L’affaire s’est produite dans Adal Singh contre ITO [ITA No.615/Agr/2025] où une procédure de redressement a été engagée sur la base d’allégations selon lesquelles certains revenus avaient échappé à l’évaluation. Tout en demandant l’approbation en vertu de l’article 151 pour l’émission d’un avis en vertu de l’article 148, l’agent d’évaluation a déclaré que les revenus échappant à l’évaluation s’élevaient à 1 11 37 000 ₹/-.
Cependant, au cours d’une procédure ultérieure en vertu de l’article 148A (d), l’évasion présumée elle-même a subi une réduction substantielle et a été révisée à 66 13 961 ₹/-. Étonnamment, dans l’ordonnance de réévaluation finale, l’agent d’évaluation a finalement traité uniquement les dépôts en espèces de 27 000 000 ₹ comme des revenus échappés.

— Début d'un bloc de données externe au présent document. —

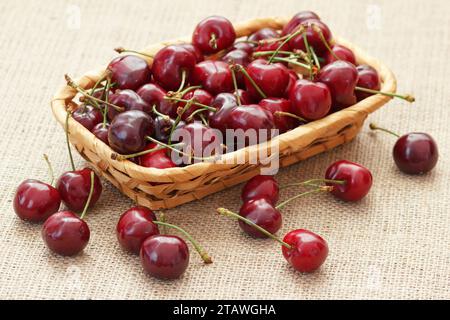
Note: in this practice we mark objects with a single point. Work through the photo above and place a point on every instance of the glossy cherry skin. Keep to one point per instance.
(65, 233)
(88, 116)
(170, 63)
(215, 26)
(128, 131)
(261, 187)
(153, 94)
(164, 256)
(282, 122)
(297, 20)
(367, 78)
(271, 78)
(134, 226)
(416, 153)
(214, 76)
(341, 78)
(129, 72)
(101, 132)
(74, 187)
(264, 214)
(309, 250)
(310, 100)
(35, 201)
(343, 53)
(358, 180)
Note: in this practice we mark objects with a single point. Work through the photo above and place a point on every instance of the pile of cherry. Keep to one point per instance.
(223, 95)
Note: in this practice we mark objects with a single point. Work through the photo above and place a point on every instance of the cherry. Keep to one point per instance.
(341, 52)
(129, 72)
(367, 78)
(341, 78)
(134, 226)
(310, 100)
(213, 76)
(414, 153)
(358, 180)
(272, 79)
(213, 34)
(88, 116)
(308, 250)
(128, 131)
(172, 66)
(279, 107)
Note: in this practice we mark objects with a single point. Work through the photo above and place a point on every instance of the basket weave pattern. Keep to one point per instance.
(158, 189)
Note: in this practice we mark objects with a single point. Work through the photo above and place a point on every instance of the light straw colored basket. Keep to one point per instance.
(167, 188)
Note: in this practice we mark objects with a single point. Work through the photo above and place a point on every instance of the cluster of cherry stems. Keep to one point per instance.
(136, 118)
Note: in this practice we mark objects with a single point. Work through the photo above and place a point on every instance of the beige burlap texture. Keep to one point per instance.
(394, 244)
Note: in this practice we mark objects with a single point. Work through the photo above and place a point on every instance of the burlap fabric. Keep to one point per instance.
(395, 244)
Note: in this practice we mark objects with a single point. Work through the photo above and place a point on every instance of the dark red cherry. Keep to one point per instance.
(35, 201)
(308, 250)
(264, 214)
(341, 78)
(297, 20)
(282, 122)
(88, 116)
(74, 187)
(154, 95)
(367, 78)
(101, 132)
(357, 180)
(169, 65)
(129, 72)
(261, 187)
(134, 226)
(416, 153)
(164, 257)
(65, 233)
(310, 100)
(128, 131)
(214, 76)
(271, 78)
(213, 34)
(343, 53)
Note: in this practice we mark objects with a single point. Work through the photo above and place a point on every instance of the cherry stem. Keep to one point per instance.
(122, 50)
(203, 254)
(231, 214)
(51, 173)
(91, 192)
(319, 189)
(407, 97)
(245, 73)
(373, 126)
(72, 163)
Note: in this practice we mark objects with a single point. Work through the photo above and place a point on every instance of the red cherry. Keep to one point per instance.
(169, 65)
(129, 72)
(308, 250)
(35, 201)
(310, 100)
(65, 233)
(134, 226)
(213, 34)
(214, 76)
(74, 187)
(164, 257)
(261, 212)
(357, 180)
(341, 78)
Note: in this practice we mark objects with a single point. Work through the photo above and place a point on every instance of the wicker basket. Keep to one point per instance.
(158, 189)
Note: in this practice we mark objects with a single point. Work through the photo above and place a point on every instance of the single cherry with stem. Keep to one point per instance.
(415, 152)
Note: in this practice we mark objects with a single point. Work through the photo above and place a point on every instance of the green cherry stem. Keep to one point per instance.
(231, 214)
(203, 254)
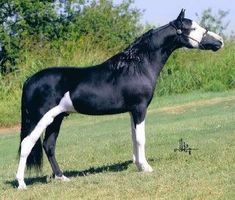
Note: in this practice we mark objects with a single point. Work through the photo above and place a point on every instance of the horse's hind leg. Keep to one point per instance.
(49, 144)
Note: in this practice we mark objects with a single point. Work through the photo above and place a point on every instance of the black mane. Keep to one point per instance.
(134, 53)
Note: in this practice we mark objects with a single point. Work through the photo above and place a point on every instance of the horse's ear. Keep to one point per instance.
(181, 15)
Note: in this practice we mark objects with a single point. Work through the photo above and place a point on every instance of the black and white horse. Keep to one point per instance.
(124, 83)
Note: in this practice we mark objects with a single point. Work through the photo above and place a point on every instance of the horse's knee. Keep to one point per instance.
(26, 146)
(49, 148)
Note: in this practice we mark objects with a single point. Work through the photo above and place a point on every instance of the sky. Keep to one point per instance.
(160, 12)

Le Tribunal a examiné attentivement cette place changeante adoptée par le ministère à différentes étapes des procédures de nouvelle cotisation. Elle a observé que le fondement même d’une sanction en vertu de l’article 151 exige une bonne réflexion et une satisfaction prima facie quant à la nature et à l’ampleur des revenus échappés avant que la réouverture ne soit approuvée.
Selon le Tribunal, la variation drastique des chiffres allégués des évasions montrait clairement que l’agent chargé de l’évaluation lui-même n’était pas sûr du montant actual des revenus qui auraient échappé à l’évaluation au second de la demande de sanction. Le Tribunal a souligné que l’approbation en vertu de l’article 151 ne peut être accordée mécaniquement ou sur la base d’hypothèses provisoires sans une formation de conviction appropriée et établie.

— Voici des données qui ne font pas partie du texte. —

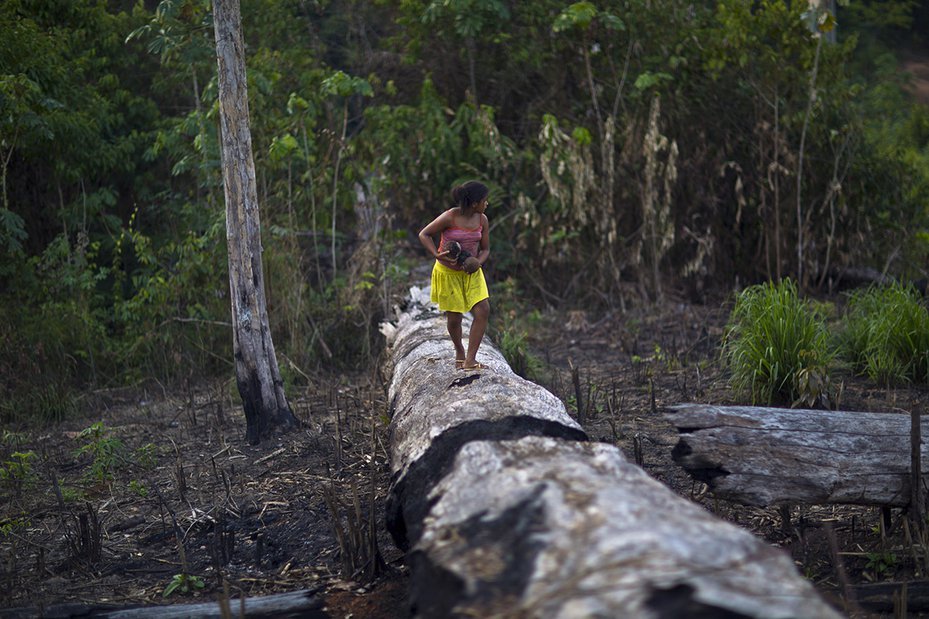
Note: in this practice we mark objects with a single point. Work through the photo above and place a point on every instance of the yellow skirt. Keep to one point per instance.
(457, 291)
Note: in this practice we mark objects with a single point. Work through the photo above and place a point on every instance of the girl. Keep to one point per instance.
(456, 287)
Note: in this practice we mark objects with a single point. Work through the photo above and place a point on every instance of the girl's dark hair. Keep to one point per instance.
(470, 193)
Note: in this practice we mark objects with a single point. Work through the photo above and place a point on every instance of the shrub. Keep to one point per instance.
(776, 346)
(886, 334)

L’ITAT a souligné que la sanction en vertu de l’article 151 n’est pas une formalité procédurale vide de sens mais une garantie légale importante destinée à empêcher la réouverture arbitraire des évaluations terminées. L’autorité approbatrice est censée examiner les paperwork de manière indépendante et y réfléchir consciemment avant d’accorder son approbation à une procédure de réévaluation.
Dans le cas présent, le Tribunal a conclu que la sanction avait été obtenue sur la base d’un chiffre, modifié substantiellement au stade de l’article 148A(d), et finalement abouti à un ajout beaucoup plus petit dans l’ordonnance de réévaluation elle-même. Une telle incohérence, selon le Tribunal, dénote une absence de satisfaction adéquate et un manque de réflexion appropriée au stade preliminary lui-même.

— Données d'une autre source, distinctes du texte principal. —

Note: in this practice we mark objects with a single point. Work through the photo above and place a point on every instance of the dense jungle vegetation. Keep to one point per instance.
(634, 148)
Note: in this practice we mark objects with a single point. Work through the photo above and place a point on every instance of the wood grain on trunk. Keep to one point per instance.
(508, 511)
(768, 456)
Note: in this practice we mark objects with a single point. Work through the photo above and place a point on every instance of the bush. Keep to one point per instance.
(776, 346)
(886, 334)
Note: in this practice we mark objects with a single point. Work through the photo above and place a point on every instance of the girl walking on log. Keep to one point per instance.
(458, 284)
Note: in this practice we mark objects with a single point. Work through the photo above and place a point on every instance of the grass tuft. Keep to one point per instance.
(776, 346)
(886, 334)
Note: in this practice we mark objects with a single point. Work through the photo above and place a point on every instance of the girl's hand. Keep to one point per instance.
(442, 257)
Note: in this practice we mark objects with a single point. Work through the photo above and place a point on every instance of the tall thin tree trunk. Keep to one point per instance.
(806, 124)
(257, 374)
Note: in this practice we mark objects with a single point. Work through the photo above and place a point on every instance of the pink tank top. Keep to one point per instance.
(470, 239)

En conséquence, le Tribunal a jugé que l’approbation accordée en vertu de l’article 151 souffrait d’un manque de réflexion et était donc juridiquement défectueuse. Étant donné qu’une sanction valide est une exigence juridictionnelle pour pouvoir engager une procédure de réévaluation, le vice s’attaque au cœur même du problème.
La procédure de réévaluation a par conséquent été jugée insoutenable en droit.
Cette décision revêt une significance significative dans les litiges modernes en matière de réévaluation, en particulier après l’introduction du nouveau régime de réévaluation en vertu des articles 148A et 151. Le jugement renforce le fait que la réouverture des évaluations ne peut pas être fondée sur de vagues soupçons, des chiffres incertains ou des approbations mécaniques. Le ministère doit démontrer une satisfaction claire appuyée par des paperwork appropriés avant d’invoquer la compétence en matière de réévaluation.
La décision est prone d’apporter un soutien solide dans les cas où des avis de réévaluation sont émis sur des allégations changeantes, des chiffres d’évasion incohérents ou des approbations accordées sans examen approfondi des faits et des éléments disponibles dans le file.